Le débat suscité par le refus du chef de l’Etat de porter l’âge de la retraite à 65 ans est loin de connaitre son épilogue. Le président de la Fédération générale des Travailleurs du Sénégal (Fgts), Sidiya Ndiaye, pense que c’est un « discours populiste » pour faire plaisir à une jeunesse en furie ces derniers jours, car frappée par un chômage endémique. Ce mandataire des travailleurs exige donc que cette demande soit prise en compte comme les autres revendications pour la bonne et simple raison que le président Sall aurait violé les principes d’équité.

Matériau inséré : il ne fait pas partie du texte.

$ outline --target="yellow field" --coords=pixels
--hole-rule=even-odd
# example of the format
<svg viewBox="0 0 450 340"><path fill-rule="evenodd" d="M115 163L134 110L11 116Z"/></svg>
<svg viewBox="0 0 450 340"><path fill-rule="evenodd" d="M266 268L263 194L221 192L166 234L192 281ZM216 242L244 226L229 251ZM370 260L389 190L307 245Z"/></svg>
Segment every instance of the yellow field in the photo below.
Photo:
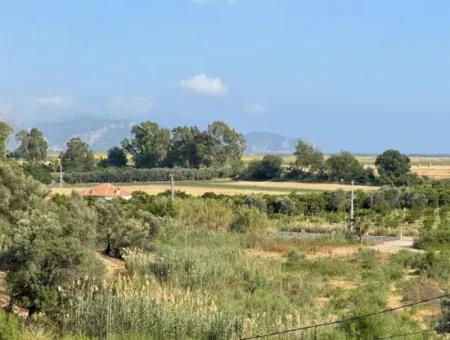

Le chef de l’Etat Macky Sall a profité de la fête du 1er Mai pour essayer de « rayer » de la liste des revendications des centrales syndicales celle portant sur la prolongation de l’âge de la retraite de cinq ans. « Sur l’alignement de l’âge de la retraite à 65 ans, je ne suis pas favorable. Pour une simple et bonne raison que 77 % de la population a moins de 35 ans. L’Etat ne peut pas continuer à permettre aux séniors de prolonger leur âge de retraite et retarder ainsi l’arrivée sur le marché du travail des jeunes. Les jeunes attendent d’être recrutés. On ne peut donc toujours pas garder les avantages de la fonction publique et vouloir les perpétuer à vie. Ça pose problème », a-t-il vertement répondu à Sidiya Ndiaye de la Fédération générale des Travailleurs du Sénégal (Fgts) dans l’optique de clore le débat sur ce sujet.

Mais le chef de l’Etat, plutôt que de clore le débat, l’a au contraire relancé ! « Je n’ai rien contre les jeunes. D’ailleurs, je félicite le président d’avoir organisé le Conseil présidentiel sur l’emploi des jeunes. Mais ce discours tenu le 1er mai à l’occasion de la fête du travail n’est qu’un discours populiste pour faire plaisir à la jeunesse. C’est un clin d’œil à la jeunesse frappée par le chômage et complètement en furie. Mais s’il pense que c’est avec ce refus d’aligner l’âge de la retraite à 65 ans qu’il va permettre aux jeunes d’avoir du travail, il se trompe. Car l’Etat ne peut pas recruter tous ces jeunes. Sa mission, c’est de créer les conditions qui pourraient permettre d’avoir assez d’entreprises », a rétorqué Sidiya Ndiaye qui dit maintenir sa position sur sa revendication.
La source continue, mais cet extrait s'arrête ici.